Segundo a reportagem da Forbes Espanha, o relatório aponta que, em alguns segmentos, os dois gigantes detêm juntos entre 60% e 70% do mercado, com o Google em um distante terceiro lugar. A iniciativa espanhola não é um caso isolado, mas um sintoma da crescente preocupação regulatória com a infraestrutura que se tornou a espinha dorsal da economia digital, um movimento com potencial para influenciar debates em todo o mundo.

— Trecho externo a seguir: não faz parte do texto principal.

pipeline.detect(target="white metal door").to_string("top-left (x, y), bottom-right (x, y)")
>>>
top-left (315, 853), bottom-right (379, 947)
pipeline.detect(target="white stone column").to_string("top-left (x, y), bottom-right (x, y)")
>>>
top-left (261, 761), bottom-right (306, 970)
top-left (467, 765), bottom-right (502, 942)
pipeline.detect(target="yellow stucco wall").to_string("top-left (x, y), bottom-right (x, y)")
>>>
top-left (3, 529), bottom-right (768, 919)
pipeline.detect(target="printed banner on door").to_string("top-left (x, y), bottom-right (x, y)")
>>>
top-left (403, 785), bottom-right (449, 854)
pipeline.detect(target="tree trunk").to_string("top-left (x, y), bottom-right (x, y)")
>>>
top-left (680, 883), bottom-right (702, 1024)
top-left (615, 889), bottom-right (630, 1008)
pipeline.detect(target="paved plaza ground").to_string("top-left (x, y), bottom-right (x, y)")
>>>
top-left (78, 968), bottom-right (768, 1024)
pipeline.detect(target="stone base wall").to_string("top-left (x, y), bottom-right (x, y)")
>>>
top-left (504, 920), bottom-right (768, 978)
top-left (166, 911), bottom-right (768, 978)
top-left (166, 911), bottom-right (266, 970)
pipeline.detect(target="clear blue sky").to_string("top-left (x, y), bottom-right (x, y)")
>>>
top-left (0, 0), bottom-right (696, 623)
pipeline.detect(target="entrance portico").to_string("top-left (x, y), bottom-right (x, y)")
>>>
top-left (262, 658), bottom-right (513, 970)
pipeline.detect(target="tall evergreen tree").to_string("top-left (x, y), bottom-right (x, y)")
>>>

As barreiras invisíveis do ‘lock-in

O estudo da CNMC vai além dos números de market share e disseca os mecanismos que solidificam o domínio dos chamados "hiperescaladores". A agência identifica barreiras à interoperabilidade e à portabilidade como fatores que geram uma forte dependência do usuário, o conhecido efeito ‘lock-in’. Na prática, uma vez que uma empresa constrói sua operação sobre uma plataforma, os custos e a complexidade para migrar para um concorrente se tornam proibitivos.

Os dados do relatório são eloquentes: apenas 2% dos clientes corporativos na Espanha teriam trocado de provedor principal, e somente 5% utilizam estratégias ‘multicloud’ de forma simultânea. Práticas como taxas de egressão de dados (‘egress fees’) e modelos de descontos agressivos são apontadas como ferramentas que, na prática, desincentivam a competição e a migração entre plataformas, consolidando ainda mais os líderes.

A receita de Madri

Para enfrentar o cenário, a CNMC não se limita ao diagnóstico e propõe um receituário em três frentes. A primeira é a supervisão reforçada, sugerindo que os serviços de nuvem possam ser enquadrados no escopo do Regulamento de Mercados Digitais (DMA) da União Europeia, uma das legislações mais duras do bloco contra as práticas anticompetitivas das Big Techs.

A segunda frente é o fomento a um ambiente pro-competitivo, minimizando o peso da regulação sobre operadores menores e promovendo padrões de portabilidade de dados. Por fim, e talvez o ponto mais pragmático, a agência recomenda uma reforma na contratação pública de serviços de nuvem. O objetivo é que o Estado não se torne um agente que perpetua a dependência tecnológica, mas sim um que incentiva a diversidade de fornecedores.

A ação do regulador espanhol é um microcosmo de um debate global. A infraestrutura de nuvem tornou-se tão fundamental quanto eletricidade ou telecomunicações no século passado. A questão que fica para mercados como o Brasil, onde a mesma dinâmica de concentração se repete, não é se a discussão regulatória chegará, mas como e quando ela será adaptada à realidade local.